Sin reclamo. Cecilia Eudave

 


. i .

Siempre he detestado viajar, pero lo prefiero a estar en casa. No soporto los fines de semana familiares porque no hago vida en familia, aunque tenga una que cualquiera envidiaría. Y estoy ahora aquí en este aeropuerto, en medio de tanta gente que va y viene apresurando el paso porque ha perdido la puerta por donde sale su vuelo, o corre tras la voz que anuncia la partida inminente del avión, mientras otros tantos, supongo, se quedan dando vueltas por aquí, por allá, para ser los primeros en subir y atiborrar de maletas los compartimientos. No puedo hacer otra cosa que esperar. O mirar, por ejemplo, a ese puñado de gente bebiendo de más en el bar con el pretexto del retraso o el miedo a volar.

A todos los aborrezco.

Por ello no hablo con nadie y me acomodo en algún rincón donde los pueda ver y maldecir sin llamar la atención, sin ser notado. Nunca, ésa es mi regla personal, me siento en la sala que corresponde a mi partida, es odioso de por sí convivir un rato dentro del avión con la gente que va a tu mismo destino, como para antes observarla mientras espera. Ahora, claro, no me resulta muy conveniente, pues en ese deseo mío de apartarme del mundo, he quedado completamente aislado, y esto me viene mal porque no puedo mover ni un solo músculo. Me he quedado como un maniquí sin escaparate.

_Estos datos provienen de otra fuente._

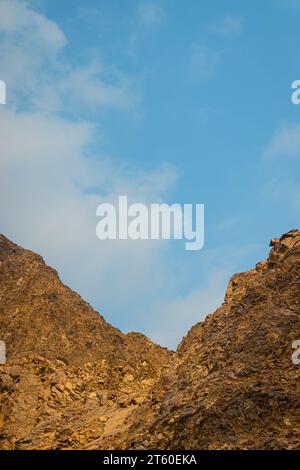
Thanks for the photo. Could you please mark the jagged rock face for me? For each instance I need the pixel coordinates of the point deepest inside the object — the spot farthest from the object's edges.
(39, 314)
(234, 385)
(70, 377)
(230, 385)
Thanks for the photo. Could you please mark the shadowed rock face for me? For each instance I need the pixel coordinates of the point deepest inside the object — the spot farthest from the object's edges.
(73, 381)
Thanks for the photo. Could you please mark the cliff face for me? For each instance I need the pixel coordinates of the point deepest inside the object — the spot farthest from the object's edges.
(230, 385)
(70, 377)
(234, 385)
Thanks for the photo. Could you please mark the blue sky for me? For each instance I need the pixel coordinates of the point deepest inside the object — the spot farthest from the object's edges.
(173, 101)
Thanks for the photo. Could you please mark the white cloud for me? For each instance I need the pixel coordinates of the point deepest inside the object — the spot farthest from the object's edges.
(38, 75)
(229, 26)
(51, 183)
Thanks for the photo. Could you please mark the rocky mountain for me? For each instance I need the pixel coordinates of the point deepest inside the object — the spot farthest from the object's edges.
(73, 381)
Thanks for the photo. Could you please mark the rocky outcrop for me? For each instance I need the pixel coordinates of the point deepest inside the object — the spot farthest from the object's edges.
(234, 385)
(70, 377)
(230, 385)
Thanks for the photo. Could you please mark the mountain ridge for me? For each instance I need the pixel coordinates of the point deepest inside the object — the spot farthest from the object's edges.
(231, 383)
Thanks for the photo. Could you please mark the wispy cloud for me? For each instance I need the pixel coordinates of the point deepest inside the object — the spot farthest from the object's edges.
(284, 144)
(228, 26)
(203, 61)
(149, 14)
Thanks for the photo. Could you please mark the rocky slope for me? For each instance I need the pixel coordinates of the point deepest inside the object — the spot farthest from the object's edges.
(70, 376)
(73, 381)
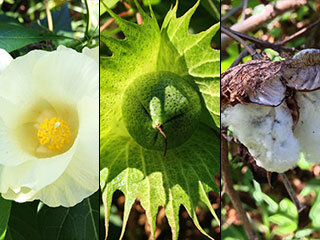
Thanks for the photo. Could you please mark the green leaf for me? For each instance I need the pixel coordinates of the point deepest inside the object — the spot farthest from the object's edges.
(304, 233)
(5, 207)
(186, 174)
(14, 36)
(108, 3)
(37, 221)
(314, 212)
(285, 224)
(312, 186)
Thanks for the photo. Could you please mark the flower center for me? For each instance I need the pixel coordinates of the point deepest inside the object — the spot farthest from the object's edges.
(54, 133)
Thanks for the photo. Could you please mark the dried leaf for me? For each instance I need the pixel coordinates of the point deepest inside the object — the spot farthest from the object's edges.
(256, 81)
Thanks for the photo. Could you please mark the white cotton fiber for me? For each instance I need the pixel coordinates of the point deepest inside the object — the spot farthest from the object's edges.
(308, 128)
(266, 132)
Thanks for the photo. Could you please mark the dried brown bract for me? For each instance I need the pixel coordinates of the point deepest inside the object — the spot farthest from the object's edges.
(256, 81)
(302, 73)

Si estaré maldito: de todos los lugares donde pudo pasarme esto, tenía que ser precisamente aquí, en medio de tanta gente, entre este tumulto de seres espantosos, esperpénticos, pues la gente tiene otra cara cuando viaja, aunque vaya muy contenta. Ojalá me hubiera caído en uno de esos agujeros que hay por todos lados, sería mejor que esta tortura. Y para colmo nadie ha notado que llevo un día sentado sin poderme mover, soportando ese ir y venir del mundo como oleadas de un mar que arroja peces sobre la orilla, peces revolcándose por volver al agua, peces con sus ojos abiertos, ausentes, abstraídos en una sola idea: viajar. Me parecen abominables, no tienen un sentido práctico y van como gitanos cargados de bultos, de sueños, de esperanzas.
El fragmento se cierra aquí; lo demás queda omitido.